Archive joins a growing list of highly polished, deeply philosophical science fiction thrillers. The setting and camera work are deeply reminiscent of Alex Garland’s opus, Ex Machina. The use of flashback and unreliable narration reminded me of Denis Villeneuve’s Arrival. While Archive may not dive quite so deeply into introspection as those films, it is a welcome addition to the category.
The Droids You Were Looking For?
Rothery, who worked as a visual artist on the excellent science fiction film Moon, seems to relish dropping Easter eggs by the basket into his film. The first robotic assistant looks very much like the gonk droid from Star Wars, and at one point George pulls out a set of binoculars nearly identical to Luke Skywalker’s from A New Hope. The interior of the facility feels like the more colorful sibling of the Nostromo in Alien. The one scene set outside of the wilderness facility takes place in a Japanese bar ripped from Blade Runner. Fans of the big hitters in the sci-fi genre are going to wear out their pause buttons re watching Archive for its homages.

Themes
Besides impeccable visuals, Archive has quite a few thematic elements common to famous science fiction. The corporations of the film’s world are essentially nation-states, conducting soft and hard diplomacy against each other. This leads to social critiques of all manners, though it doesn’t carry it as far forward as films such as Elysium or Upgrade does.
(Spoilers!)
The biggest theme is cheating death. In the future, we see that human consciousness can be stored on massive machines after death. The downside is that they are corporate owned and only have so much capacity – eventually they break down and the mind inside evaporates. In this case, the mind is George’s dead wife, Jules (Stacy Martin).
Archive does a triple dance when it comes to the transgression against mortality George engages in. First, we are shown that Jules flatly rejects the idea of living on after death. If she’s in the box, then George has nakedly violated her will.
Second, each of the robots George creates has fragments of Jules’ personality…but not her actual upload. Each progresses to a different level of growth: the J1 is little more than a child, while the J2 is an increasingly petulant teenager (for good reason, we find), and the new J3 is a fully adult version of Jules. George has essentially created three new lives to fulfill his need to have Jules back.

The third, and thorniest element, is that we only learn that the real Jules is in the box AFTER we meet the J series. That flips the equation violently: it was bad that George was creating a lab-grown copy of his dead wife to play house with. It’s horrific that he’s planning on wiping J3’s mind to insert his dead wife into her, against both of their wills.
(End Spoilers)
In Summary.
Archive brings up a lot of interesting questions about near future technology and human society.
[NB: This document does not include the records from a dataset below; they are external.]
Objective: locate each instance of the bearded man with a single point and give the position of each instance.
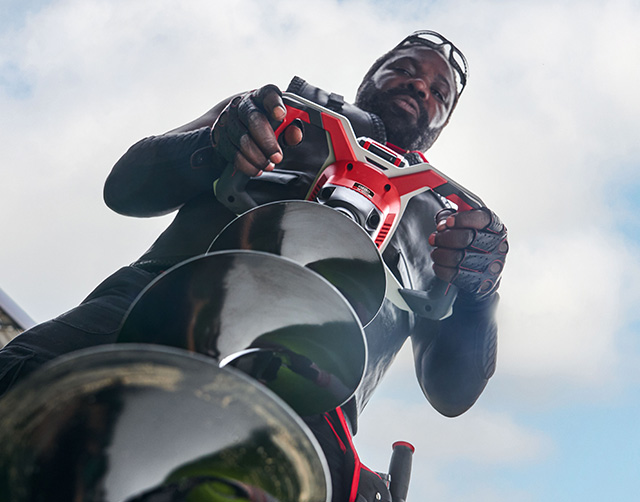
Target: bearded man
(404, 101)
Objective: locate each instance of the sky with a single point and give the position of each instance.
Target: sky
(546, 133)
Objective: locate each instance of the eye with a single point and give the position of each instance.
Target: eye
(402, 71)
(439, 95)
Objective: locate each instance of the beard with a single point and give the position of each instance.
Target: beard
(401, 131)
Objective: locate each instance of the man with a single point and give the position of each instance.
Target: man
(406, 99)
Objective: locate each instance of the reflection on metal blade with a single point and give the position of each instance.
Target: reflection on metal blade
(153, 424)
(279, 322)
(320, 238)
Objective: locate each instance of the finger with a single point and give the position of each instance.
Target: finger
(447, 257)
(293, 134)
(441, 217)
(445, 273)
(458, 238)
(270, 98)
(253, 154)
(241, 164)
(260, 129)
(475, 218)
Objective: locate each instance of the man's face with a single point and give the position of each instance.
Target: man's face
(413, 93)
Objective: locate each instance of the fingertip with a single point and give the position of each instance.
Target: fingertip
(279, 112)
(276, 158)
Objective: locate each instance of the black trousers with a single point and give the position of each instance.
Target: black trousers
(95, 321)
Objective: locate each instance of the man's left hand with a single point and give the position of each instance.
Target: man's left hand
(470, 249)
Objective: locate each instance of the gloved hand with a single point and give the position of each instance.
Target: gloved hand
(470, 250)
(243, 135)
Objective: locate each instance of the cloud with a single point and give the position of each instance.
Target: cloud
(480, 440)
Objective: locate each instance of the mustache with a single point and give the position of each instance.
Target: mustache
(412, 93)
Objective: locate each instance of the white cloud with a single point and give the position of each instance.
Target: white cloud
(480, 440)
(545, 130)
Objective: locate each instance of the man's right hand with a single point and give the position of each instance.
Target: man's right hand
(243, 135)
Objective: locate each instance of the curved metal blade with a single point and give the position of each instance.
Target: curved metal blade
(279, 322)
(320, 238)
(125, 424)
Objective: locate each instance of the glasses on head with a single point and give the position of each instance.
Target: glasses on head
(437, 42)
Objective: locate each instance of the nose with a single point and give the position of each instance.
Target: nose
(419, 86)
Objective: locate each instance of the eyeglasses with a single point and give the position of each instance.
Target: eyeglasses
(435, 41)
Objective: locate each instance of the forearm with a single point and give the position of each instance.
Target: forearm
(160, 173)
(456, 357)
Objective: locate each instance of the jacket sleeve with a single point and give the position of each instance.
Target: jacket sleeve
(159, 174)
(455, 357)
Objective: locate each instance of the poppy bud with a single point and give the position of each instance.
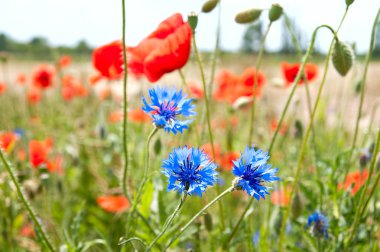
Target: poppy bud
(342, 57)
(192, 19)
(349, 2)
(248, 16)
(275, 12)
(209, 6)
(208, 221)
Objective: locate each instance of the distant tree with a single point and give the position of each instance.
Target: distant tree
(252, 38)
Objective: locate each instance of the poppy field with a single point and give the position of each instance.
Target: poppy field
(161, 146)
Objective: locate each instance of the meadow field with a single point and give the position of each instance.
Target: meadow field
(191, 150)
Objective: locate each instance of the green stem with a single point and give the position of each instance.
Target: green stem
(144, 179)
(362, 89)
(125, 109)
(306, 138)
(362, 206)
(257, 68)
(25, 202)
(169, 221)
(227, 191)
(216, 51)
(207, 106)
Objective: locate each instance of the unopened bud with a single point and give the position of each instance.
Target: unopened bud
(209, 6)
(192, 19)
(275, 12)
(248, 16)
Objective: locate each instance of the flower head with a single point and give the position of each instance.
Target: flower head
(163, 51)
(190, 170)
(319, 223)
(252, 171)
(166, 106)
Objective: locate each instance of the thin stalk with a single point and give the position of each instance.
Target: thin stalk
(125, 109)
(168, 222)
(362, 206)
(362, 89)
(306, 138)
(257, 68)
(216, 51)
(207, 106)
(26, 203)
(144, 179)
(227, 191)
Some of it gets a thoughtful and engaging treatment, while some it seems to be merely passing by. Normally, loose ends would frustrate me, but I found Rothery’s world-building to be such that it felt natural. This is a big thought experiment, set into a rather well imagined simulation of a future world. There are going to be incidental ideas and implications in this setting, and they help develop the story instead of side-track it.
There are a few bumps in the road. Both characters we meet from George’s company are a bit over the top, especially the scenery-chewing security chief. The film also doesn’t grapple with the gender politics of its central theme, except by flinging a late twist at the audience that may wrong-headedly be meant to diffuse this criticism.

At the end of the day, I found Archive to be well made and engaging. It’s not the first film to explore these ideas, but it does a good job with them. The acting of our two mains stands out, since they have quite a lot on their shoulders: George being virtually alone for most of the film, and Jules because of the fraught situation she is born into (Stacy Martin plays all three robots and the human Jules, so that’s four characters worth of drama to embody!)
If you’ve enjoyed the bonanza of thoughtful hard science fiction coming out of Hollywood lately, Archive will be a good addition to your library.